Evaluate LTO, CGU=1, Profile-Guided Optimization (PGO) and LLVM BOLT #834

zamazan4ik · 2023-10-19T23:09:27Z

Hi!

Recently I checked Profile-Guided Optimization (PGO) improvements on multiple projects. The results are here. E.g. PGO helps with optimizing Envoyproxy. According to the multiple tests, PGO can help with improving performance in many other cases. That's why I think trying to optimize the Quilkin with PGO can be a good idea.

Codegen units (CGU) setting to 1 and enabling LTO also can help with optimizing Quilkin performance due to possibly more aggressive inlining (and could help with reducing the binary size).

I can suggest the following action points:

Perform PGO benchmarks on Quilkin. And if it shows improvements - add a note about possible improvements in Quilkin performance with PGO.
Providing an easier way (e.g. a build option) to build scripts with PGO can be helpful for the end-users and maintainers since they will be able to optimize Quilkin according to their own workloads.
Optimize pre-built binaries

Maybe testing Post-Link Optimization techniques (like LLVM BOLT) would be interesting too (Clang and Rustc already use BOLT as an addition to PGO) but I recommend starting from the usual PGO.

For the Rust projects, I recommend starting experimenting with PGO with cargo-pgo.

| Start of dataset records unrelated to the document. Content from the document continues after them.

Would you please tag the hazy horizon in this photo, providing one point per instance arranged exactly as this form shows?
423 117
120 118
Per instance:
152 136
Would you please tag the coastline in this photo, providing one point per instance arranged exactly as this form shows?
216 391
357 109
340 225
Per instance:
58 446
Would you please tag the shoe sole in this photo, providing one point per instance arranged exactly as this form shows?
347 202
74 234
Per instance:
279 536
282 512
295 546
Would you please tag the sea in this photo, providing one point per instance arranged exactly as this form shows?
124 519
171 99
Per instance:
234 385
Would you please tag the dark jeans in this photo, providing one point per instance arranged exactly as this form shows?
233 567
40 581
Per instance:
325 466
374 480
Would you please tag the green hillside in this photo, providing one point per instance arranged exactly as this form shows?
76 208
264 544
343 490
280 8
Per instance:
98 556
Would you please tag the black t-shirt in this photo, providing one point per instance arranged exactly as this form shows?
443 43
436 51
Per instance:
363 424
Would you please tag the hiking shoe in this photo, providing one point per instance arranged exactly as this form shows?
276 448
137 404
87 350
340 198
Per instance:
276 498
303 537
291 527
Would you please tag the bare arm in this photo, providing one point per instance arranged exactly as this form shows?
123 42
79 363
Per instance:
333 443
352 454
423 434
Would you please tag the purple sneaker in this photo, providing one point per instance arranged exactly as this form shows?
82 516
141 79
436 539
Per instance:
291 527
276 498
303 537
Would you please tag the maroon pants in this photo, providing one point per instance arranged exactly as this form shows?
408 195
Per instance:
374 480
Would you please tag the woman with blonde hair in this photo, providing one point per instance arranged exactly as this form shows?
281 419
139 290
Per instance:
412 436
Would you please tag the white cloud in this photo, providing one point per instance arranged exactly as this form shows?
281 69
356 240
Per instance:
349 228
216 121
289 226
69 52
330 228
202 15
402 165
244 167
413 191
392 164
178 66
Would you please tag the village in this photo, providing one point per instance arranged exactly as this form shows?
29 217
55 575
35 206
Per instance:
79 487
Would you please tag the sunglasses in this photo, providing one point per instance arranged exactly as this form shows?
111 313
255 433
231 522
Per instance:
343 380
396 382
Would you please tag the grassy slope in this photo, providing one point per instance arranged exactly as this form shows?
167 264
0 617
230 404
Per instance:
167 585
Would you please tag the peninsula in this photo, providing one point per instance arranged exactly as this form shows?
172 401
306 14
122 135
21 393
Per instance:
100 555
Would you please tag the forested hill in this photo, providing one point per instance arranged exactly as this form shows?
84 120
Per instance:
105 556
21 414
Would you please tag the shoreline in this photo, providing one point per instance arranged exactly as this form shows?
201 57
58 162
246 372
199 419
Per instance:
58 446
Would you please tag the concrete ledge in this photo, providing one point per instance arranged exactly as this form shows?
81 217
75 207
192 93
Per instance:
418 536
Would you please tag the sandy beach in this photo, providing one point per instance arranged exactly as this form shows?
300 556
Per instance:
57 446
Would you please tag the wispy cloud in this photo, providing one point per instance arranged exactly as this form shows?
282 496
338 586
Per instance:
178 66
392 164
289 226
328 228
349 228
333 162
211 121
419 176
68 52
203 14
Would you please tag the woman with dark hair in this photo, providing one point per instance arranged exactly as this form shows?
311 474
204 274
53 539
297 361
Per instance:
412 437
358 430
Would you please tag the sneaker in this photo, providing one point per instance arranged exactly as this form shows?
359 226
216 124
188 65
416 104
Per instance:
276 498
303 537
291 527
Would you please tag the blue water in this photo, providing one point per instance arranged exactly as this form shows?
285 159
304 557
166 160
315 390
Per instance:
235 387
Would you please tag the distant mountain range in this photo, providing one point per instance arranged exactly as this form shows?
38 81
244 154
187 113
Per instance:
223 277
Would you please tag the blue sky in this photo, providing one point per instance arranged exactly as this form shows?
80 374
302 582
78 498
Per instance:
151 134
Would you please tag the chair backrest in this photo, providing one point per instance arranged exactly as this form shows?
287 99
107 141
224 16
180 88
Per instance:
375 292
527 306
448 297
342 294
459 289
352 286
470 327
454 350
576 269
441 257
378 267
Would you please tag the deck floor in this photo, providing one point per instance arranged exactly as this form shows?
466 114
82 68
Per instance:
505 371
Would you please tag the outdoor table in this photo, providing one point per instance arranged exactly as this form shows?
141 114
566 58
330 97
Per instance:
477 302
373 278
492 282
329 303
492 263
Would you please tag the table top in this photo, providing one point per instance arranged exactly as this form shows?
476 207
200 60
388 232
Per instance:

Here are some examples of how PGO optimization is integrated in other projects:

Rustc: a CI script for the multi-stage build
GCC:
- Official docs, section "Building with profile feedback" (even AutoFDO build is supported)
- A part in a "wonderful" configure script
Clang: Docs
Python:
- CPython: README
- Pyston: README
Go: Bash script
V8: Bazel flag
ChakraCore: Scripts
Chromium: Script
Firefox: Docs
- Thunderbird has PGO support too
PHP - Makefile command and old Centminmod scripts
MySQL: CMake script
YugabyteDB: GitHub commit
FoundationDB: Script
Zstd: Makefile
Foot: Scripts
Windows Terminal: GitHub PR
Pydantic-core: GitHub PR
file.d: GitHub PR
OceanBase: CMake flag

I have already tried to perform PGO tests on my machine but met a bug (more details in #833). I think we can wait before the fix or execute the benchmark somehow else (e.g. with iperf).

The text was updated successfully, but these errors were encountered:

XAMPPRocky · 2023-10-20T06:52:36Z

Thank you for your issue! I definitely agree with adding it as Quilkin is nearly entirely CPU bound from send_to and recv_from, so the more we can optimize are the CPU time, the more clients a single proxy can handle. FWIW I've mostly been using fortio for benchmarking. Mostly with flamegraphs but you could also use perf. I've never managed to get iperf working because it requires UDP and TCP where as fortio only needs UDP.

Server

fortio udp-echo

Quilkin

cargo run --release -- proxy --to 127.0.0.1:8078

Client

fortio load -c 3000 -qps 1000000 udp://127.0.0.1:7777/

zamazan4ik · 2023-10-20T09:56:53Z

@XAMPPRocky I just tried your instructions above and on my Linux machines nothing happens - fortio does not generate the test load. Also, quilkin does not react properly on CTRL+C in the terminal:

taskset -c 0 target/release/quilkin proxy --to '127.0.0.1:8078'
2023-10-20T09:50:41.791435Z  INFO quilkin::cli: src/cli.rs: Starting Quilkin version="0.8.0-dev" commit="aeb2871bbfa7144cc007a10afa3300f1f6ae1815"
2023-10-20T09:50:41.791571Z  INFO quilkin::cli::admin: src/cli/admin.rs: Starting admin endpoint address=[::]:8000
2023-10-20T09:50:41.791741Z  INFO quilkin::cli::proxy: src/cli/proxy.rs: Starting port=7777 proxy_id="fedora"
2023-10-20T09:50:41.791830Z  INFO quilkin::cli::proxy: src/cli/proxy.rs: Quilkin is ready
^C2023-10-20T09:53:50.908715Z  INFO quilkin::cli: src/cli.rs: shutting down from signal signal=SIGINT
2023-10-20T09:53:50.908821Z  INFO quilkin::cli::proxy: src/cli/proxy.rs: waiting for active sessions to expire sessions=996
^C^C^C^C^C^C^C[1]    163477 killed     taskset -c 0 target/release/quilkin proxy --to '127.0.0.1:8078'

And the only option to close it is SIGKILL. Fortio instances are started exactly as you wrote above. Did I just miss something obvious?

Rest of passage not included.